Skin changes in Cryptococcus may also occur as panniculitis, vasculitis, subcutaneous abscesses, ulcers, vegetating papules, folliculitis. If cryptococcosis of the skin, the patient should be carefully examined to detect a disseminated process (it is recommended to examine for cryptococcosis sputum, saliva, urine, prostatic juice), because the skin symptoms may precede systemic manifestations of mycosis, especially lesions of the nervous system and lungs.

Diagnosis of cryptococcosis is based on the discovery of characteristic round or oval yeast cells with a wide capsule in biopsy tissues. In histological preparations, renal cells are often seen. Similar fungal elements are found in cultures of the causative agent. A reliable laboratory method is also the detection of cryptococcal antigen directly in tissues by indirect immunofluorescence or immuno-peroxidase technique, as well as in various biological fluids (urine, cerebrospinal fluid), using the latex agglutination reaction and immunoassay.

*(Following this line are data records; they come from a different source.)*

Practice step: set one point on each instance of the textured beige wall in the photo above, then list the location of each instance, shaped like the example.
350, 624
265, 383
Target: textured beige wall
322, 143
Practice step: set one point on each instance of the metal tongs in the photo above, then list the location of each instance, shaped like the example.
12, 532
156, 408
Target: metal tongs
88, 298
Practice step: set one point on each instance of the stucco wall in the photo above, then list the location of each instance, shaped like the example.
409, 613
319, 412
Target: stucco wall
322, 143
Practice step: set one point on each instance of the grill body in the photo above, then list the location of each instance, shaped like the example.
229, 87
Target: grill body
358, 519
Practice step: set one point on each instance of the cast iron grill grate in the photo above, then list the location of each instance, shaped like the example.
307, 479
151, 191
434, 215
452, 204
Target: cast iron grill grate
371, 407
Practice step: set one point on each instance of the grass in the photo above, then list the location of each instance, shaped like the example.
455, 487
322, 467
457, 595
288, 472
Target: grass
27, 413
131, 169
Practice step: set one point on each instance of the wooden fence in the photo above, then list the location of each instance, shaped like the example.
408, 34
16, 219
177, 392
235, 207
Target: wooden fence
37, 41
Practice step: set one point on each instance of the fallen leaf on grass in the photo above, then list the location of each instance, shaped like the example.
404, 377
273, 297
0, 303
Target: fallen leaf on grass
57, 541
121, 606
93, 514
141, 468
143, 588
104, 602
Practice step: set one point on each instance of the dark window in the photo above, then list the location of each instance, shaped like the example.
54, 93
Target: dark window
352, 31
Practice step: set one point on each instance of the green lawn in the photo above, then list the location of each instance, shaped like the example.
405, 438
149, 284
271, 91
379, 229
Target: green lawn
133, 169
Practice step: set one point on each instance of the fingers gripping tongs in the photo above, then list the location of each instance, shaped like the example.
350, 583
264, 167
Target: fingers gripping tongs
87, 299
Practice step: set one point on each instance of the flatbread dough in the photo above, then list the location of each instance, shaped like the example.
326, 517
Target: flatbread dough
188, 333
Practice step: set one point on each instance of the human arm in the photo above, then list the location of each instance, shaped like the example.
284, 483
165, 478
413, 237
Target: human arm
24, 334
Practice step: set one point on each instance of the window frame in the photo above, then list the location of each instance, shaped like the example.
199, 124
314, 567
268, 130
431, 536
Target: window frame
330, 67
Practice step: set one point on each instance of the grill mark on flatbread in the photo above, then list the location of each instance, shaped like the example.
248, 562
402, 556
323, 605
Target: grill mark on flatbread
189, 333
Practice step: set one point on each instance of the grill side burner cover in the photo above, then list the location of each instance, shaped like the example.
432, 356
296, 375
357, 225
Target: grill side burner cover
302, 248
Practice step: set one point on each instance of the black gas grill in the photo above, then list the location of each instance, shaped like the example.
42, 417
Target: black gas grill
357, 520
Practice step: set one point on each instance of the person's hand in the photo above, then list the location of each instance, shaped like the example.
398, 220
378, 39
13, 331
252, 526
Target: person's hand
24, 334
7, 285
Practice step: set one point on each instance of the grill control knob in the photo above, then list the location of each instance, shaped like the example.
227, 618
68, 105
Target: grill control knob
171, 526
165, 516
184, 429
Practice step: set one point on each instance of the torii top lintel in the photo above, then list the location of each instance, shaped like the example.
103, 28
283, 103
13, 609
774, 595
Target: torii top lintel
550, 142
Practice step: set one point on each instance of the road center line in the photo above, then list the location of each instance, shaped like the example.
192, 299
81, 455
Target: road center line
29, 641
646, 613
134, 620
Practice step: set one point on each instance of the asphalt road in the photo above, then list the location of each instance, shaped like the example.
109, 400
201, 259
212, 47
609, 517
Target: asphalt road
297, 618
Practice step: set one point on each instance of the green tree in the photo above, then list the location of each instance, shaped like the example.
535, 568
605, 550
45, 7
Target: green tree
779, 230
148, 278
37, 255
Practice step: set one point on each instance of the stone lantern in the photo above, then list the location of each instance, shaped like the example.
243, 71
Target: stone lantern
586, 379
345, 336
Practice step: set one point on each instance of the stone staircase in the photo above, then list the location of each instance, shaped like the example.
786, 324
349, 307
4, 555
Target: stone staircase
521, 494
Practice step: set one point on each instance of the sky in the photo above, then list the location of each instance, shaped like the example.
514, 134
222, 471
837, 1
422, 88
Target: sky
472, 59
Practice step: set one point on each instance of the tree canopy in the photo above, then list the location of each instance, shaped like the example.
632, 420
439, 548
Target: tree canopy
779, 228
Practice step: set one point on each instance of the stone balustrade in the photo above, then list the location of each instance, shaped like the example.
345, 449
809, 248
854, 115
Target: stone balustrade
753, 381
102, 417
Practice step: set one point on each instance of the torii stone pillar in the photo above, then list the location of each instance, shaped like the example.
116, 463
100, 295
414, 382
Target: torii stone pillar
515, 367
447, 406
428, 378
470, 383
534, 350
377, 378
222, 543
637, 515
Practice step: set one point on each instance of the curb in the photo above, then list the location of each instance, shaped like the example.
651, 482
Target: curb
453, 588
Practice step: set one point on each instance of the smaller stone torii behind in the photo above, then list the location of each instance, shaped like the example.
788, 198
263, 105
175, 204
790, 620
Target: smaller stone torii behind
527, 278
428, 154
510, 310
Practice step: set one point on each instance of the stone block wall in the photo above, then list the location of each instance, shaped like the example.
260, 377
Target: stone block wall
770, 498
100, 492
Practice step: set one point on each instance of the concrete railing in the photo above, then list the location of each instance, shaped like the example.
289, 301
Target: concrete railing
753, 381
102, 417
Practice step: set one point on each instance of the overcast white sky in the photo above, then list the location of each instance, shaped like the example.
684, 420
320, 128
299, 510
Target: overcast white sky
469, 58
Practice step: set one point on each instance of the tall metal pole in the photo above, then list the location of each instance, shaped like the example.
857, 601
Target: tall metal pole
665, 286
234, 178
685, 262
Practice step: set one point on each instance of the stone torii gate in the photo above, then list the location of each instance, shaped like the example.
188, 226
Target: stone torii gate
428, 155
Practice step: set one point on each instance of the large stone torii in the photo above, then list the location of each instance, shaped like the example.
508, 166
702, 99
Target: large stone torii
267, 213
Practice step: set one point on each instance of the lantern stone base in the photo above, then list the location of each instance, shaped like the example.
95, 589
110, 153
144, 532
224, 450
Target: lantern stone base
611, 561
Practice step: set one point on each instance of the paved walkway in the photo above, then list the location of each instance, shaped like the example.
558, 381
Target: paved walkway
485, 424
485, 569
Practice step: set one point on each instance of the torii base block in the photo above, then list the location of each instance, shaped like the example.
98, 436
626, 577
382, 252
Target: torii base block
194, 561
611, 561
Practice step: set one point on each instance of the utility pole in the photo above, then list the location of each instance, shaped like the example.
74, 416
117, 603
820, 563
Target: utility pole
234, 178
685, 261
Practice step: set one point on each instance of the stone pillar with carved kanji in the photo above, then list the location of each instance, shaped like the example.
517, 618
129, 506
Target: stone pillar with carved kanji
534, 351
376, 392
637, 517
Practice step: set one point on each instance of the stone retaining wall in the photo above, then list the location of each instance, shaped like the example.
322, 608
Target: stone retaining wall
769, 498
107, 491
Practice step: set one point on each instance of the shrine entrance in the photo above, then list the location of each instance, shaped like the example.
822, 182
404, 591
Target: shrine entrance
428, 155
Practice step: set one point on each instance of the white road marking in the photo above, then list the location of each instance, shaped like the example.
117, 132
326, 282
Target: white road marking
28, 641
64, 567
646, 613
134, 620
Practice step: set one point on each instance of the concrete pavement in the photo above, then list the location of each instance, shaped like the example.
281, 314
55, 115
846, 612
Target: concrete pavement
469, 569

Amphotericin B (administered slowly intravenously in glucose solution at the rate of 0.1-0.5 mg/kg in gradually increasing doses) and 5-fluorocytosine (orally or intravenously 100-150 mg/kg 3-4 times a day for 5-6 weeks) are used for treatment of cryptococcosis patients. Long-term treatment, after cessation of antifungal drugs is often observed relapses or reinfections, so in some cases, use the prophylactic administration of myconazole drugs (eg, ketoconazole 0.2-0.4 g 2 times a day by oral) or 5-fluorocytosine.

Skin histoplasmosis

This is a relatively rare complication of AIDS, although histoplasmosis is fairly common in endemic areas (USA, Africa). In any case, this mycosis is one of the 12 AIDS-infected diseases with laboratory confirmation of HIV infection. Skin manifestations are not specific. Discrete papules have been described along the edge of the palms and soles, with keratotic plugs in the center of these papules. A histological study of skin lesions revealed granulomatous infiltration with a large number of tissue forms of the causative agent - histoplasmosis is caused by dimorphic mushrooms with mycelial cultural and yeast tissue forms. Other skin manifestations of histoplasmosis are folliculitis, pustules, papulo-necrotic foci, perianal ulcers, spotty-papuloid rash with peeling. The diagnosis should be confirmed by histological or cytological, as well as cultural study of lesions. In Saburo agar with glucose, cultures with characteristic "spiky" macroconidia are distinguished, and in blood agar at 37 ° C - yeast forms of the pathogen.